Rémy Besson : Le film s’intéresse à la capacité de la peinture à donner à voir le politique au moyen d’une allégorie. Cependant, il semble que c’est moins ce que le tableau donne à voir, que sa matérialité et sa circulation dans l’espace public de 1653 à 2017 qui vous intéresse ? 

Éric Méchoulan : Je ne dirais pas exactement cela. Le moment de production et de réception immédiates du tableau reste important. La première opération de contextualisation devait rendre compte des choix visuels et de ce que le tableau donnait à voir pour son commanditaire aussi bien que pour le peintre. Il était important de saisir que le tableau avait été commandé à un peintre du roi par un riche marchand parisien en 1653, autrement dit à la fin de la Fronde. Le tableau ne dit pas simplement quelque chose de général sur une philosophie du pouvoir ; il déclare une appartenance politique et participe manifestement, en cette fin de Fronde, à la reconnaissance d’une élite parisienne liée à la puissance royale et au premier ministre. Ce sont en effet deux « tableaux de cheminée » qui ont été commandés à Le Sueur : le second est un épisode de l’histoire romaine qui montre Marcus Curtius se sacrifiant pour la République. Autrement dit, c’est pour un espace domestique que sont produites ces œuvres, mais un espace qui peut accueillir des visiteurs susceptibles d’apprécier ce qu’énoncent ces tableaux, l’un sur le mode épique du sacrifice pour le bien commun, l’autre sur le mode réflexif des vertus politiques idéales.

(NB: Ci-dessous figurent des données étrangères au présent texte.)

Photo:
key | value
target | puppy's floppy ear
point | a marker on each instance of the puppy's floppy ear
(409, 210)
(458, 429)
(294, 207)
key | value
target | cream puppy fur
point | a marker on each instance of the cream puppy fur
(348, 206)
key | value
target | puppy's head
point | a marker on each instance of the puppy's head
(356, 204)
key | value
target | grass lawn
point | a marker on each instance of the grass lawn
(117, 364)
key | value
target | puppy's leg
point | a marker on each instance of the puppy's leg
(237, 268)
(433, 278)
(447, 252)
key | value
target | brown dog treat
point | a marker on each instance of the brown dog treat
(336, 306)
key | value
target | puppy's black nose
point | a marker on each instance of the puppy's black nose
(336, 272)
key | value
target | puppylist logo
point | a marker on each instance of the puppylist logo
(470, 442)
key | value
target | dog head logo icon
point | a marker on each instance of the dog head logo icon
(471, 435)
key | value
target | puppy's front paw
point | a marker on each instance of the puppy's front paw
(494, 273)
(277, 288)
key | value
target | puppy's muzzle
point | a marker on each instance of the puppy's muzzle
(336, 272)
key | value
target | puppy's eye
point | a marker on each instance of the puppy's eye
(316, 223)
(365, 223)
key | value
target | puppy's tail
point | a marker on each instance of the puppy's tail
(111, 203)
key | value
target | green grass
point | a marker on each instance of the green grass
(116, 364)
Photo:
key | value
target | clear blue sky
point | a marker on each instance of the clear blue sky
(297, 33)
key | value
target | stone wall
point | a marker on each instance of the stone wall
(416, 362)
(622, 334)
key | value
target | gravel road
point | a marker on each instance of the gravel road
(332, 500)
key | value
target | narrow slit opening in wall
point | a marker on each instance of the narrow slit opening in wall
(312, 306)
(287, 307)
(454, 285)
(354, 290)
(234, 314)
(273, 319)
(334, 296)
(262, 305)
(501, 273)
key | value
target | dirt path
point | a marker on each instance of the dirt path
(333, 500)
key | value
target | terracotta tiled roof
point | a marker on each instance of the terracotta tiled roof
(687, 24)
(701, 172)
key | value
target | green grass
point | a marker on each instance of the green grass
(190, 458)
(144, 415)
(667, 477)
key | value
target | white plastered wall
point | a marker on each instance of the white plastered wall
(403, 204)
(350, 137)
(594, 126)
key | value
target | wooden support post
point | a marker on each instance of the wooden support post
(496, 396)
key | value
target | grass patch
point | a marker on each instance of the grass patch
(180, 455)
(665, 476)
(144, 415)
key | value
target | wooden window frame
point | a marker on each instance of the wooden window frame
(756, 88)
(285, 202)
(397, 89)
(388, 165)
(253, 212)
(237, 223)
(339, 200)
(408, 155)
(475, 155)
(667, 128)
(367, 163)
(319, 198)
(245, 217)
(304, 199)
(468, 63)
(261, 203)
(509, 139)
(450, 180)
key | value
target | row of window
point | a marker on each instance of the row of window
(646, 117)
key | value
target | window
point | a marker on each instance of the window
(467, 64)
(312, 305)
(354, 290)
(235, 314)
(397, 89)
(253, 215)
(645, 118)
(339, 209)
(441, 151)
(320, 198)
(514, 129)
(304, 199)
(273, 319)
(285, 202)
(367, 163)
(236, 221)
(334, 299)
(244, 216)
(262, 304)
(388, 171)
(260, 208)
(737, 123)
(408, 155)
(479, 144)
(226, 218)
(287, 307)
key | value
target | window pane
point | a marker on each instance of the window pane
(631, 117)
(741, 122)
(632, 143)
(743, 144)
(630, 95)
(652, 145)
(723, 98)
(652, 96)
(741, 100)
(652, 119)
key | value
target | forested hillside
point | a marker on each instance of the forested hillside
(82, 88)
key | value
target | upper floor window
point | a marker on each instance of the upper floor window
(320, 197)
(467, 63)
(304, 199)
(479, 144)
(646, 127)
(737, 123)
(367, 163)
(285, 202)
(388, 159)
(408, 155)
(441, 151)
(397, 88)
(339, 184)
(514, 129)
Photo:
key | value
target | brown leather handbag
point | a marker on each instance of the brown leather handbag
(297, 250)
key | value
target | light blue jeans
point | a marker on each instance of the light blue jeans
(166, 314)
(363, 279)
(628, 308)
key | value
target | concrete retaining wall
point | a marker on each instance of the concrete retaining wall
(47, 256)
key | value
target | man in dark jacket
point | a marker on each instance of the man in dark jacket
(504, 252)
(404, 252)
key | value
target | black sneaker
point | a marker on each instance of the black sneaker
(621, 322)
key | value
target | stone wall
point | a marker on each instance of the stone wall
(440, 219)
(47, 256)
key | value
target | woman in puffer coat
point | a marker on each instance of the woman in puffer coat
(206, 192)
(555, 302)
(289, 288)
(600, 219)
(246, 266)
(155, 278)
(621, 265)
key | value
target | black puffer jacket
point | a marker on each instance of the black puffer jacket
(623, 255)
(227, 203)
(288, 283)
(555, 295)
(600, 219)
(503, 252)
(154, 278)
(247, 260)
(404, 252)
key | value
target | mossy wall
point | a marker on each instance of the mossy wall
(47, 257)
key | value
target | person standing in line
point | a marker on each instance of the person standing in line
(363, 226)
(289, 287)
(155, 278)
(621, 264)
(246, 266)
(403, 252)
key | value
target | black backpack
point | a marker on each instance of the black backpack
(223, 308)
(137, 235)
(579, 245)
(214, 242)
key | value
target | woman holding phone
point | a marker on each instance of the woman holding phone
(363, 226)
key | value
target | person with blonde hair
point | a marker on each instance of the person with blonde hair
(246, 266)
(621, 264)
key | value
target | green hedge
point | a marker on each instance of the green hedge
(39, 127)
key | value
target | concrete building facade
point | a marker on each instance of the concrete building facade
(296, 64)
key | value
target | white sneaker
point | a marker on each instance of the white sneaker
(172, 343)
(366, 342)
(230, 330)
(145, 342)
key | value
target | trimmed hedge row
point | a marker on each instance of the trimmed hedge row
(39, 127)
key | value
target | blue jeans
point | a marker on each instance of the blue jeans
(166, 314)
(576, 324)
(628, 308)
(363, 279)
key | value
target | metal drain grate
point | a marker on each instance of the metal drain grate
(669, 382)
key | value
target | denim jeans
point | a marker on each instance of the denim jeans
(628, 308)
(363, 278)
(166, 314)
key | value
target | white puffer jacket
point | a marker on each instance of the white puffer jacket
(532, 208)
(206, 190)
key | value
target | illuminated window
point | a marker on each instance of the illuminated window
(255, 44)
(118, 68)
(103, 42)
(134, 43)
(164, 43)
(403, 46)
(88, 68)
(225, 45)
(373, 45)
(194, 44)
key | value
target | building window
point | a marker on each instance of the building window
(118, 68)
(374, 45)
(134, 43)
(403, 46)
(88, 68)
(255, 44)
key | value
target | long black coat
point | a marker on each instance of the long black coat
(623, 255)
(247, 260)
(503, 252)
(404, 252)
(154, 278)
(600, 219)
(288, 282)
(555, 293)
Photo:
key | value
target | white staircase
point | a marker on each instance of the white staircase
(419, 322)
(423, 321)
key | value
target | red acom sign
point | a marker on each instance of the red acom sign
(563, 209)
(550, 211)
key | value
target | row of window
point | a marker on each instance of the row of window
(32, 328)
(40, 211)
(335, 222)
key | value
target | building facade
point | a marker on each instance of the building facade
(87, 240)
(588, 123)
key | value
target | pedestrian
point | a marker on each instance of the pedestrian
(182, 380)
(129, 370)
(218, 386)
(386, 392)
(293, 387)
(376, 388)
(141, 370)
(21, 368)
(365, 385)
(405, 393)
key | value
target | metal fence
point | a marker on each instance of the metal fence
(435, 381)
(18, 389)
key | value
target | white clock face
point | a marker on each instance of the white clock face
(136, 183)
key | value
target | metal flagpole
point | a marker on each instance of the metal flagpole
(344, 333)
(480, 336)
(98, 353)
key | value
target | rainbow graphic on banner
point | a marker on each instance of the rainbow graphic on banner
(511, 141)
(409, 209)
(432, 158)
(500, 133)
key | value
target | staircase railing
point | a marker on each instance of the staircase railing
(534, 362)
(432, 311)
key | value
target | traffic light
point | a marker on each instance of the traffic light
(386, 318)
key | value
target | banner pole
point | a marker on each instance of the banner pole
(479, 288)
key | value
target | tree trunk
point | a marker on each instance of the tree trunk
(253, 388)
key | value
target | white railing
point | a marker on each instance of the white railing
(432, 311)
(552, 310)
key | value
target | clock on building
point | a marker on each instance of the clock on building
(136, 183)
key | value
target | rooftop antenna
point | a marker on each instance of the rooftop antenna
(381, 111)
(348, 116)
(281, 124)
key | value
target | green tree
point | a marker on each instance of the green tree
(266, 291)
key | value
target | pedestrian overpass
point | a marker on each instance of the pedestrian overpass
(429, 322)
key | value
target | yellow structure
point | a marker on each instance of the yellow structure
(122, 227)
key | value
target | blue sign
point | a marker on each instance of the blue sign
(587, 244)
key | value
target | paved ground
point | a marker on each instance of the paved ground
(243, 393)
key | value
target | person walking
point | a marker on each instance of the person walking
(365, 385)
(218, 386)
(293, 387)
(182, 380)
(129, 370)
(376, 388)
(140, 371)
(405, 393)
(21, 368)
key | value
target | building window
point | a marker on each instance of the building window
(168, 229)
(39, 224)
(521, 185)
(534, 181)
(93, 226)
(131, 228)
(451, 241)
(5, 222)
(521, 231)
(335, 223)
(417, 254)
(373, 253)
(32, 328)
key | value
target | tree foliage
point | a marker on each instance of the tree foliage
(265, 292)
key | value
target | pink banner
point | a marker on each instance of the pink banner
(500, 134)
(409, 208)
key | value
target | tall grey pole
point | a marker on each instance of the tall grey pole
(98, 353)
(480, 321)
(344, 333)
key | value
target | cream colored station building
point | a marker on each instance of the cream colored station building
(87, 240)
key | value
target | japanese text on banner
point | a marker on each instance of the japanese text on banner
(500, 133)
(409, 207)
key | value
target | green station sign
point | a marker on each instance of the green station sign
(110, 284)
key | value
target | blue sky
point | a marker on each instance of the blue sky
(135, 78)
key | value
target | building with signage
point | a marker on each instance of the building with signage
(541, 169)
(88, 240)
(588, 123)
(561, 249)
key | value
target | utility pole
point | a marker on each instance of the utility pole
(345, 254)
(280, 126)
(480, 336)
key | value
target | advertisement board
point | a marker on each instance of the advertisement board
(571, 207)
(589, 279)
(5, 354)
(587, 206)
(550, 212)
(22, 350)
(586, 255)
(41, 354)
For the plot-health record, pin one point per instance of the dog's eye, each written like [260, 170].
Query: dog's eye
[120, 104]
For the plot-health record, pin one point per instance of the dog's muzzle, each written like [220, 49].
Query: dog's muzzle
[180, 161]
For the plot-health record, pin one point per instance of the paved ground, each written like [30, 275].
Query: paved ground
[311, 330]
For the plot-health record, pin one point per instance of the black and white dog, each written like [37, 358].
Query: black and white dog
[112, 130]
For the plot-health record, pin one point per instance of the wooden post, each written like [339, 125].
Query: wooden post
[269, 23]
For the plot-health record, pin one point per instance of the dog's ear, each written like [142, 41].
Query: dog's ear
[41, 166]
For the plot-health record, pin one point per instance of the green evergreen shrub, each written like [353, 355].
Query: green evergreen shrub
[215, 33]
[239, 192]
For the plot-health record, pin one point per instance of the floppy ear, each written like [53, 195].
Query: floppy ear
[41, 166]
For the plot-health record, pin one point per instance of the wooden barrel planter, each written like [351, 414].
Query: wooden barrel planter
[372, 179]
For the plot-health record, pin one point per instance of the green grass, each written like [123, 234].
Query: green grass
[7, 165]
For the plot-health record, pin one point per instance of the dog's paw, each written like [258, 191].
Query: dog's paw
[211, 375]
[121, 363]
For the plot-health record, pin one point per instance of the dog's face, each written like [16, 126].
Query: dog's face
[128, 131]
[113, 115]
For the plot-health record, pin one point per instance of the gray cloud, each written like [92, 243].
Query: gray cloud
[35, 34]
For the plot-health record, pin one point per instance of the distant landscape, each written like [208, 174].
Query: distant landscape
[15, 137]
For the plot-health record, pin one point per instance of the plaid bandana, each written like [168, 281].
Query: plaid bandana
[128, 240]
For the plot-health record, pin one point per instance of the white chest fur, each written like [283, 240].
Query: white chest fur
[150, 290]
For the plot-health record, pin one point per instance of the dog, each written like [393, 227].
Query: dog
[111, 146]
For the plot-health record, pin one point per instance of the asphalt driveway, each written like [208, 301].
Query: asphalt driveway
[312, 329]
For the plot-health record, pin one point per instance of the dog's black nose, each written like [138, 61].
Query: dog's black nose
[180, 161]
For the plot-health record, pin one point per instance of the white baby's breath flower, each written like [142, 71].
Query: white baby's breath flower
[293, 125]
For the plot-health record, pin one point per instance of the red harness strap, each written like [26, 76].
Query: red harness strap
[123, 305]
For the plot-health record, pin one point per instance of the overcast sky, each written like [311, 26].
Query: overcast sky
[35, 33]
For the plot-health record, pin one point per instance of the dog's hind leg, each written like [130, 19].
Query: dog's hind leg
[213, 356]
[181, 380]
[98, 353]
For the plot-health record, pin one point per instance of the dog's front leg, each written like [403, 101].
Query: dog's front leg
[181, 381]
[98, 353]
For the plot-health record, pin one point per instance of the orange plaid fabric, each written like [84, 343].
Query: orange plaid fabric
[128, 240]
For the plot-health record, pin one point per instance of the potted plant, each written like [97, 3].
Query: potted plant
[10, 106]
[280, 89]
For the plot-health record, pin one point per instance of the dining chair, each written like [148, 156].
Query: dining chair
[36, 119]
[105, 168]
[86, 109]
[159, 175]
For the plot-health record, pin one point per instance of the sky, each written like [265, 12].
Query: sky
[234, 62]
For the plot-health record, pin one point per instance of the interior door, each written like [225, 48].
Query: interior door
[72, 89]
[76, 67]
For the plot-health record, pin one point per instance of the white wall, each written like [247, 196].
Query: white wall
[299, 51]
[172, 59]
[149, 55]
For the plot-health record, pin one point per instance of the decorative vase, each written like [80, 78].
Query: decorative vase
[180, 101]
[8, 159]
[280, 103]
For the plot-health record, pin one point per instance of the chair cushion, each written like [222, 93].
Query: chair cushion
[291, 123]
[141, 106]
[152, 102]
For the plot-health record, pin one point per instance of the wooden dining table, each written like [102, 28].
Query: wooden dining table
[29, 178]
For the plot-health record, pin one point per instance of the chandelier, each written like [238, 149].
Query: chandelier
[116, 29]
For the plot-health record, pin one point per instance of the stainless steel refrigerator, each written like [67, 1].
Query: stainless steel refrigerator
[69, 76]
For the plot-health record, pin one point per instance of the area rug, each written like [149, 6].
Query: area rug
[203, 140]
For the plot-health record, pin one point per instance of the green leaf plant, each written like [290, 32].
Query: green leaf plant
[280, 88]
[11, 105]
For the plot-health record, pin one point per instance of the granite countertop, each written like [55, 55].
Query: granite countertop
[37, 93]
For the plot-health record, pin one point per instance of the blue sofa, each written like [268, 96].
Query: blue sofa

Une autre contextualisation concerne l’espace social de la peinture. Dans ces années 1648-1654, Eustache Le Sueur participe activement à la création de l’Académie royale de peinture. L’enjeu institutionnel est fort : sortir de la maîtrise des peintres et décorateurs est une façon de passer, pour le dire vite, du statut d’artisan à celui d’artiste. Dans ce milieu de l’élite parisienne, ces tableaux de Le Sueur déclarent ainsi la capacité du peintre à montrer le politique, aussi bien dans son historicité héroïque que dans sa pensée morale. Le choix de l’épisode romain fait « voir le passé » dans un moment exemplaire pour l’actualité politique (en laissant croire que l’élite de ces marchands parisiens aurait pu aussi se sacrifier pour le bien commun) et l’allégorie politique fait « voir dans le passé » mythologique les ressources morales pour penser le pouvoir actualisable. Le peintre affirme sa puissance propre à se faire le médiateur à la fois historien et philosophe par ce qu’il montre immédiatement sans avoir besoin de passer par le discours — d’où la présence dans l’ombre des arbres, au second plan, du petit Secret qui instaure, en perspective, la profondeur illusoire du politique.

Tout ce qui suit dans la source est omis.